Финни вдруг стало страшно. Что сулит ей эта новая, еще не изведанная жизнь, которая и пугала, и привлекала ее? Так не хочется покидать Африку! Может быть, остаться? Как-нибудь она устроит здесь свою жизнь.
Джанджи словно прочел ее мысли.
– Тебе надо ехать, – произнес он ласково. – Ты как та голубка, которая утром должна отыскать путь домой. Здесь тебя ничто не держит.
В глубине души Финни понимала, что Джанджи прав.
Она обняла старика, хотя знала, что это ему не понравится. Поезд дернулся и выпустил огромное облако пара.
– Мне будет недоставать тебя, родной.
С минуту его жилистое, мускулистое тело оставалось в ее объятиях застывшим и неподатливым, но затем обмякло. Впервые в жизни, проведенной в заботах о ней, он позволил себе это маленькое проявление любви.
Отведя глаза, чтобы он не видел ее слез, Финни, подхватив ранец, бросилась к вагону. Не успела она вскочить на подножку, как поезд тронулся и поплыл вдоль грубо сколоченной платформы. Она оглянулась, к горлу подкатил комок. Джанджи стоял на прежнем месте со спокойным неприступным видом. Лицо его оставалось бесстрастным. И лишь когда поезд тронулся, он поднял руку в прощальном жесте.

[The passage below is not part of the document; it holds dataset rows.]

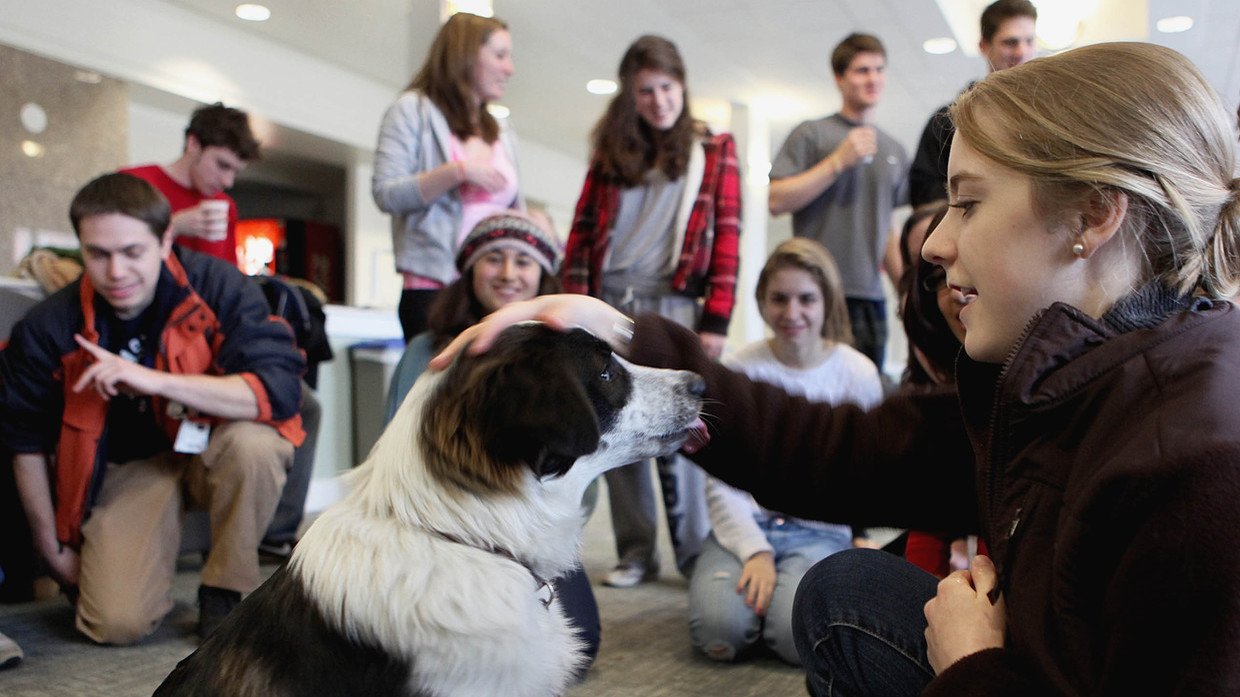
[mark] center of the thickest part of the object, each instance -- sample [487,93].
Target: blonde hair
[1121,118]
[812,258]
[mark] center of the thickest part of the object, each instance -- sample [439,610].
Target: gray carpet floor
[645,649]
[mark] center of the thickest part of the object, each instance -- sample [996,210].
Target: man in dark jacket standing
[155,383]
[1008,40]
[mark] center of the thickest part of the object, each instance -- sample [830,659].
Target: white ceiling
[771,53]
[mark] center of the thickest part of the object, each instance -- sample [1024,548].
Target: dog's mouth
[692,438]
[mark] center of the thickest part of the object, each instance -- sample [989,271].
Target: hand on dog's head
[538,398]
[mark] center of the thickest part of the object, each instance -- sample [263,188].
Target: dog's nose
[695,385]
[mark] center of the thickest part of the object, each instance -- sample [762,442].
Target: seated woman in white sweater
[740,594]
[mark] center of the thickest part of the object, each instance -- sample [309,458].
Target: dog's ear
[540,416]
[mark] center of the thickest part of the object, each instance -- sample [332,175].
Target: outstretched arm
[227,397]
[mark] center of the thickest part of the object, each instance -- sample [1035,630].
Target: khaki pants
[133,533]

Финни, стоя на ступеньках, тоже подняла руку. Она смотрела назад, пока станцию не поглотили зеленые заросли джунглей; по щекам ее текли слезы. Увидит ли она его еще когда-нибудь? Пришлет ли он, как обещал, то немногое, что имело для нее значение? Сумеет ли она обойтись без этих вещей, если он их не пришлет?
Решительно тряхнув головой, Финни смахнула слезы. Теперь поздно отступать. В тот же миг она осознала, что открывает новую страницу своей жизни. При этой мысли сердце ее сладко замерло. В нем не осталось места прошлому с его воспоминаниями.
В Африке ей и впрямь нечего делать. В далекой Америке живут ее родные. Финни родилась в Бостоне. Оттуда двадцать лет назад вся семья перебралась в Африку.
Но мать Финни невзлюбила Черный континент. Невзлюбила тамошнюю, по ее выражению, «первобытную жизнь». Как только захворал малыш Нестер, Летиция Уинслет увезла его в Америку, пообещав вернуться, как только мальчик выздоровеет.
Но шло время, а Летиция не возвращалась. С тех пор Финни ничего не знала ни о матери, ни о брате. И вот теперь через каких-то несколько месяцев ей предстояло встретиться с ними, по сути дела, совершенно чужими ей людьми.
Интересно, на кого похож брат? Такой ли он рослый, доброжелательный и веселый, каким был их отец?
А мать? Что она за женщина? Отец изредка рассказывал о ней. Но из отдельных жизненных эпизодов Финни трудно было составить о ней представление. Для этого надо было ее увидеть, узнать поближе.
Когда она входила в вагон, у нее от волнения стучало в висках. Она часто думала о матери и их бостонском доме, высоком, величественном особняке из желто-голубого камня с огромными окнами. Рассказы о нем Финни слышала от отца с самого детства. Особенно ей запомнилось, что лестница там была не из дерева, а из гранита. Она вела к парадной двери с блестящей медной ручкой. Именно медной. В этом отец готов был поклясться. Стоило нажать на ручку – и дверь открывалась. Внутри находилась еще одна лестница, мраморная, по ней поднимались с этажа на этаж, которых в особняке было четыре. Везде стояли светильники, почему-то называемые канделябрами, полы были устланы половиками, связанными из толстой шерсти, а не из выщипанной травы, как в Африке.
Этот дом казался Финни таким же далеким, как сама Америка. Сезон охоты за слоновой костью подходил к концу, и в вагоне должно было быть много свободных мест.